Subandrio Melamar Jadi Anggota NU
Menyadari kurangnya tenaga professional dalam
bidang politik dan pemerintahan, maka pada tahun 1950-1960-an NU banyak
melakukan out sourcing atau rekrutmen tenaga profesional dari luar, baik di
bidang, politik, ekonomi dan kebudayaan. Namun demikian rekrutmen tersebut
dilakukan dengan secara asal, melainkan dilakukan dengan seleksi moral dan
ideologis yang ketat.
Kalau secara moral dan ideologi sudah sesuai,
maka soal etnis dan ras apa pun tidak menjadi masalah. Contohnya anggota NU ada
yang berasal dari ras Cina seperti Tan Kiem Liong yang kemudian ganti nama
menjadi Muhammad Hassan, pengusaha yang kemudian menjadi penyandang dana Duta
Masyarakat saat itu. Lalu ada lagi nama Tan Eng Hong, keduanya menjadi anggota
DPR Fraksi NU hasil Pemilu 1955. Hadirnya orang semacam itu menjadikan usaha
yang dibuat NU maju.
Sebaliknya kalau secara moral dan ideologi
tidak sesuai, maka pejabat tinggi yang terkenal sekalipun tidak akan diterima.
Contohnya Dr. Subandrio Waperdam dan Menteri Luar Negeri, yang merupakan tokoh
kedua setelah Bung Karno itu lamarannya untuk menjadi anggota NU ditolak.
Bahkan keluhan itu diungkap sendiri oleh Waperdam itu ketika berpidato dalam
Muktamar NU Ke-23 di Solo 1962: “Walaupun permintaan saya untuk menjadi anggota
Partai NU sampai sekarang belum dikabulkan, namun saya merasa bahwa Partai
NU adalah partai saya, milik bangsa dan negara.
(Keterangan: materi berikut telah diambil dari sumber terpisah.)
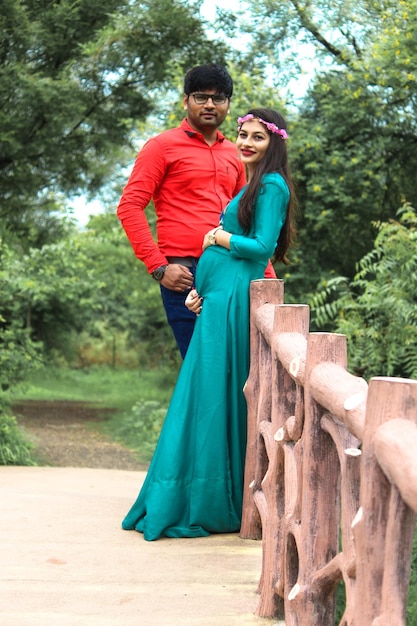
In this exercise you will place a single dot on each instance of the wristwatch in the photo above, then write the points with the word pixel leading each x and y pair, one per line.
pixel 158 274
pixel 212 236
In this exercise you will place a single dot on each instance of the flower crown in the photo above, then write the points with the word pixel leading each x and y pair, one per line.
pixel 273 128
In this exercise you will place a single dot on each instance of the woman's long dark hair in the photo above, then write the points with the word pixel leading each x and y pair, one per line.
pixel 274 160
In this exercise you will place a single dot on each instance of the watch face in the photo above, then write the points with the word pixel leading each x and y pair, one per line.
pixel 158 274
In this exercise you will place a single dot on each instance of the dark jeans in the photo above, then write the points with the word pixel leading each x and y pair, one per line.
pixel 180 318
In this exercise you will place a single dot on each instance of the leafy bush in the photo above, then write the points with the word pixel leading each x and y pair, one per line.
pixel 14 449
pixel 377 310
pixel 140 428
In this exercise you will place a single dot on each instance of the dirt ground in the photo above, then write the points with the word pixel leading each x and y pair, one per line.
pixel 64 435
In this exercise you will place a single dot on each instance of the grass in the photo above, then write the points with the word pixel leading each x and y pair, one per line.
pixel 139 399
pixel 102 386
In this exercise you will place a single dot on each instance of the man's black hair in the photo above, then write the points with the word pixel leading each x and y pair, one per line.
pixel 209 76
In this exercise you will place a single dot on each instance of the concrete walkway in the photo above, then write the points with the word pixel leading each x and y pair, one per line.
pixel 65 561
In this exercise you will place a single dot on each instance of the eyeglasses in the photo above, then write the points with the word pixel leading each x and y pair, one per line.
pixel 202 98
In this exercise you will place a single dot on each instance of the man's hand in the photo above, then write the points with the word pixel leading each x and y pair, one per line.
pixel 194 302
pixel 177 278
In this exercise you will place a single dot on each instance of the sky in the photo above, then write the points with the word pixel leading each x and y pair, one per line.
pixel 83 209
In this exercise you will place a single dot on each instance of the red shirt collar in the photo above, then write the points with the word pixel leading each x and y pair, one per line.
pixel 186 127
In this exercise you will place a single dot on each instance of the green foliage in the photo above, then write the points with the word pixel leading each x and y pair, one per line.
pixel 353 138
pixel 76 77
pixel 412 594
pixel 377 309
pixel 14 449
pixel 140 428
pixel 103 386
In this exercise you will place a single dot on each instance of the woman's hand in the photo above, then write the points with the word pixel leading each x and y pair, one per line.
pixel 194 302
pixel 210 237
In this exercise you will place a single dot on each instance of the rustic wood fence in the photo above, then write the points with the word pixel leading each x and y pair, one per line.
pixel 331 473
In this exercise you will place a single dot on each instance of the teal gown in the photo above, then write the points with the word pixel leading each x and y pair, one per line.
pixel 194 485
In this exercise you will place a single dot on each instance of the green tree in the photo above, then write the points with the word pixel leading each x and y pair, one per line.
pixel 75 78
pixel 377 309
pixel 354 139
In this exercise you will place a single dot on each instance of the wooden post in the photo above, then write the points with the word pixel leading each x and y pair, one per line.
pixel 384 526
pixel 320 511
pixel 266 291
pixel 278 479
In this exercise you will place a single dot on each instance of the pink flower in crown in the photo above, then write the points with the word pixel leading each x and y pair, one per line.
pixel 273 128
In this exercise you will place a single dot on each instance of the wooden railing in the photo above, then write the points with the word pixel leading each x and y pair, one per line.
pixel 331 473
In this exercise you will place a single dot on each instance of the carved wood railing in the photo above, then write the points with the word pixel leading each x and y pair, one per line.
pixel 331 473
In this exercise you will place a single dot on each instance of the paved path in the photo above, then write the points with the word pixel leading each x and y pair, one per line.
pixel 65 561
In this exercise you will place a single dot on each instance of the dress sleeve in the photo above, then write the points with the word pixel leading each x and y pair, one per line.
pixel 270 213
pixel 147 174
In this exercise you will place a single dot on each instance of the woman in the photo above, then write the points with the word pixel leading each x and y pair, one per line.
pixel 194 485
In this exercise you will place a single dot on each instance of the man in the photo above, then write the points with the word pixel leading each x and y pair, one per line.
pixel 190 172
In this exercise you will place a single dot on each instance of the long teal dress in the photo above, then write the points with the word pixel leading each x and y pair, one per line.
pixel 194 485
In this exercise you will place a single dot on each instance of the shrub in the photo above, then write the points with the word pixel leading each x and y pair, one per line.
pixel 14 449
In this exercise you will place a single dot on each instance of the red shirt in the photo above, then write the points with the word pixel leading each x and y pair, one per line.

Karena itu kita bertanggung
jawab atas perkembangan NU, sebab NU merupakan sarana revolusi”.
Penolakan NU itu bisa dimengerti, sebab
Subandrio secara ideologi berbeda dengan NU dan gaya hidupnya yang flamboyan,
lebih cocok dengan partainya dulu yakni PSI yang saat itu sudah dibubarkan,
karena mendalangi pemberontakan PRRI-Permesta. NU juga menengarai saat itu
Bandrio, meskipun ia berorientasi ke Peking, tapi juga menjadi agen negara Barat
kapitalis.
Mengingat identitas ganda itu NU bersikeras
menolak masuknya politisi ulung itu menjadi anggota NU. Dengan reputasi politik
semacam itu ia akan sangat sulit dikendalikan, bahkan akan mengendalikan NU.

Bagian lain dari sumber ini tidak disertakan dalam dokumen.